L’un des principaux changements auxquels l’agriculture française doit faire face est la perspective du manque d’agriculteurs. D’ici à 2026, 50 % des exploitants actuels auront l’âge de partir à la retraite et ne seront pas remplacés au même niveau. « C’est un défi considérable », précise François Purseigle. « Qui sera en mesure d’assurer l’activité productive agricole en France ? La question doit être posée, car celles et ceux qui cherchent à s’installer n’ont pas les mêmes aspirations que leurs ainés. » Ils ne se tournent pas vers la reprise d’exploitations existantes ou des formes d’organisation passées, mais plutôt vers une agriculture relevant d’autres schémas productifs et commerciaux.
« Certaines installations s’avèrent ‘instables’ », conclut le sociologue faisant référence aux tendances mises en lumière par L’Observatoire régional Installation Transmission de la Chambre régionale d’agriculture d’Occitanie.

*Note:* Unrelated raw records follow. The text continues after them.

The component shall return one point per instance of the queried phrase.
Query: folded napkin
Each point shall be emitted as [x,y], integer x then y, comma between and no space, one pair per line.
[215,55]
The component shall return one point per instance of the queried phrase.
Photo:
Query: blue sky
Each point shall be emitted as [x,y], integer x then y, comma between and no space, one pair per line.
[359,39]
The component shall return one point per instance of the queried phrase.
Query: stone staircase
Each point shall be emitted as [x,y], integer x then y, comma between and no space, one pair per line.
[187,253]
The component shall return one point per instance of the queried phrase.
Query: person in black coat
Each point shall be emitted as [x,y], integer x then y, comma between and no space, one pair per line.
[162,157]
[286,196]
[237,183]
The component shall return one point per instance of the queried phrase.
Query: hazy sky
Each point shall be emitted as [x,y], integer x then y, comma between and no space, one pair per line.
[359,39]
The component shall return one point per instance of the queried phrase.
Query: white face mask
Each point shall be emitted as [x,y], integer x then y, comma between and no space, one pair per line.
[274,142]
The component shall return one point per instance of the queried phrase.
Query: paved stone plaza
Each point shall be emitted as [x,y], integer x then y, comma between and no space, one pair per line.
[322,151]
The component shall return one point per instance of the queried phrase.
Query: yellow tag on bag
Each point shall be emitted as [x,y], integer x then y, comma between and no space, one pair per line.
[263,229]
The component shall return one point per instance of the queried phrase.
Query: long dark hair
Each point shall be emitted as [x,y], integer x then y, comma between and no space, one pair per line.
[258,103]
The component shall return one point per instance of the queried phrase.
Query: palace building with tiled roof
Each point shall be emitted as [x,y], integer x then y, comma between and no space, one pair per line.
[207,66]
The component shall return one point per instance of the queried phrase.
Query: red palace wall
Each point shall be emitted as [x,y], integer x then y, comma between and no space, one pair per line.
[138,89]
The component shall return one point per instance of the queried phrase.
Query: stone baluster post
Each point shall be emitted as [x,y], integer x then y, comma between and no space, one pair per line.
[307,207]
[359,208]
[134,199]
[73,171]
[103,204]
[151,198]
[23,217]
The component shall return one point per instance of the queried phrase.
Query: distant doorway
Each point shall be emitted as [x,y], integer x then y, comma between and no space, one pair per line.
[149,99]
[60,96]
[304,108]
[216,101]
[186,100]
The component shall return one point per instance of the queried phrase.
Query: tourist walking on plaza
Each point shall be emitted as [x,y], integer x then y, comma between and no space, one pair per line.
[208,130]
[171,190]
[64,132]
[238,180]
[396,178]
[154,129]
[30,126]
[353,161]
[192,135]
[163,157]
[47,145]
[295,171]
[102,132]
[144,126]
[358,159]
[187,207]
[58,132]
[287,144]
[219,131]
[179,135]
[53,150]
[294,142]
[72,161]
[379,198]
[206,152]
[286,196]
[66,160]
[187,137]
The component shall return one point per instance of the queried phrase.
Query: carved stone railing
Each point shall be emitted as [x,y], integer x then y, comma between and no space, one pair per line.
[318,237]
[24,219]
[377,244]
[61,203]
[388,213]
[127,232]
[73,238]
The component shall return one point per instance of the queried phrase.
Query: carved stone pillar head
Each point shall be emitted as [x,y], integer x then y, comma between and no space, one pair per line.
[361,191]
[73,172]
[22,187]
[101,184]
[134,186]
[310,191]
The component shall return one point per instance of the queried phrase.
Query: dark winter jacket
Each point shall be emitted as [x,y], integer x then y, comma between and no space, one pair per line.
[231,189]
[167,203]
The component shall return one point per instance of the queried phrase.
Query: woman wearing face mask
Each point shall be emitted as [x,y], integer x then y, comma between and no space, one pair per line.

« Le métier d’agriculteur a définitivement changé, on s’y projette avec des projets entrepreneuriaux différents et il n’est plus vécu comme une ‘assignation à résidence’. Mais cela signifie aussi qu’il y a urgence à s’interroger sur la façon de maintenir l’emploi et sur la capacité productive sur les territoires et de façon durable. »
Geneviève Nguyen, François Purseigle et Loïc Mazenc mènent leurs travaux au sein du laboratoire Agroécologie, innovations et territoires (INRAE / Toulouse INP).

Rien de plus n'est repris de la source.